El tema de la Guerra Fría que 2001 desarrolla con intención metafórica en el espacio en otros films se da de manera literal sobre la Tierra. La olvidada Colossus, el proyecto prohibido (Joseph Sargent, 1970) plantea la fusión de una supercomputadora norteamericana con su par rusa. El resultado es una IA que decide que para garantizar su supervivencia debe obliterar a la humanidad. Un dilema similar aparece en Juegos de guerra (John Badham, 1983), cuyo mensaje es que si una supercomputadora nos desafía a un juego llamado “Guerra Termonuclear Global” es mejor decir que no.

1984 AL CUADRADO
La Guerra Fría llevó a la pantalla la admonición contra el Estado totalitario, representado muchas veces en la ciencia ficción como el control total de la sociedad por las máquinas. De manera irónica, el tema aparece en Alphaville (Jean Luc Godard, 1965), que de modo muy original no sólo fusiona CF y film noir, sino que presenta una ciudad futura ubicada en una galaxia muy lejana y absolutamente idéntica a la París de 1965. Pero con una diferencia: está controlada por el cerebro electrónico Alpha 60, que no puede sentir y, por lo tanto, prohíbe cualquier emoción. Alpha 60, paradójicamente, sólo habla con las palabras de un poeta: casi todos sus monólogos están tomados de ensayos de Otras inquisiciones, de Borges.

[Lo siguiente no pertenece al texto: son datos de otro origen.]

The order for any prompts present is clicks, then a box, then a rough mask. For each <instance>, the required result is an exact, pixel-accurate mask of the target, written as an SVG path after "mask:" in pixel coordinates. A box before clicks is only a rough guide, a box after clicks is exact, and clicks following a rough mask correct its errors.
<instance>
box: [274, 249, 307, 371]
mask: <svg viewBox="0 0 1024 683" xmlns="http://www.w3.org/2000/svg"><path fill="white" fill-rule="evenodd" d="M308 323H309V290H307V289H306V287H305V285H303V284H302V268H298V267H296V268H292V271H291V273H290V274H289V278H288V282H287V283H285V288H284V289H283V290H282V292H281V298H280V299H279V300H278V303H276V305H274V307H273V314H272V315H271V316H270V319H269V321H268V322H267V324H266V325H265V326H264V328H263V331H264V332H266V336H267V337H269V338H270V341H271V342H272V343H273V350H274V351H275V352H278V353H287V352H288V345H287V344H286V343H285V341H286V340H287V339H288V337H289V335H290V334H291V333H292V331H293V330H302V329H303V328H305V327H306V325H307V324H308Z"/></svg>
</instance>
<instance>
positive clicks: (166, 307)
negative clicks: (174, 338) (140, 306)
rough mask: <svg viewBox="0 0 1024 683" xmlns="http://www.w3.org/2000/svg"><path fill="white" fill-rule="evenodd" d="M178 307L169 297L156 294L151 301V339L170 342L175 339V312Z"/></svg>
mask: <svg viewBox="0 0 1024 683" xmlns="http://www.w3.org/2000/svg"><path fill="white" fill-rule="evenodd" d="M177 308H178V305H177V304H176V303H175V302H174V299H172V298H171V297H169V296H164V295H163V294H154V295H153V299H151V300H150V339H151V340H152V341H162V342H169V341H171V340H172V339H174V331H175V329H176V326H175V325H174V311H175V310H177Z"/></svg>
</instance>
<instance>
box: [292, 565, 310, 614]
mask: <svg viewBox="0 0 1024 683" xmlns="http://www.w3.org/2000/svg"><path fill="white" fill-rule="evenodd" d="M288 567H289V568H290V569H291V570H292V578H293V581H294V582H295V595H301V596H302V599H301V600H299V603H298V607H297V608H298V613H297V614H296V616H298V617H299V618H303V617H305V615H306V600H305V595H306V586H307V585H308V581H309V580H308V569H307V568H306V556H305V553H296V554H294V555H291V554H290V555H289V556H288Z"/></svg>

El tema del control total por las computadoras sobrevivió a la Guerra Fría. Skynet es la red global de máquinas que asumió el dominio del mundo luego de que se volviera consciente y arrasara con la humanidad en Terminator (James Cameron, 1984) y sus secuelas. El mismo problema enfrenta el género humano en The Matrix (Andy y Lana Wachowski, 1999), en la que la tensión entre la identidad y diferencia de la IA se lleva al extremo: aquí la “matriz” es una réplica exacta del mundo humano, que oculta uno monstruoso. Una píldora roja pone en marcha la cadena de acontecimientos que conduce al protagonista a la realidad y a nosotros a dos espantosas secuelas.

EL TERCER MILENIO: YO, ROBOT
Recientemente, el tema sufrió una inversión: las IA ya no encierran un secreto, una diferencia siniestra, sino que el espanto proviene del descubrimiento de que esa diferencia está en la humanidad: en Oblivion, el tiempo del olvido (Joseph Kosinski, 2013) y en Moon (Duncan Jones, 2009) las IA reemplazaron a los hombres por clones que ignoran su propia naturaleza.
El film Inteligencia Artificial (Steven Spielberg, 2001), paradójicamente, no trata de una máquina que piensa, sino de una que siente y desea. Esto plantea una nueva paradoja: ¿una emoción artificial es una emoción? El protagonista es un chico mecánico que ama a su “madre” y desea ser amado por ella. Para lograrlo decide que, como Pinocho, debe dejar de ser un artificio y volverse humano.
Finalmente, la tensión entre humano/no humano también se ubica en el centro de Transcendence: identidad virtual, ya que juega con las lealtades de los personajes (y las nuestras) al no definir la naturaleza de su protagonista: ¿es un humano “subido como un MP3” a una computadora o una recreación de la IA, que tiene sus propios fines? Este film es el reverso de Ella (Spike Jonze, 2013), en el que la IA era una conciencia benévola que enamora a un hombre solitario. Aquí es una mujer solitaria la enamorada de una conciencia que no define hasta el final si es o no benévola. En este film, como en las series mencionadas al comienzo, se esboza una resolución de la oposición entre humano/no humano en la síntesis de lo poshumano: la fusión del hombre con la máquina. Las inteligencias artificiales están dejando de ser lo otro para empezar a ser nosotros mismos.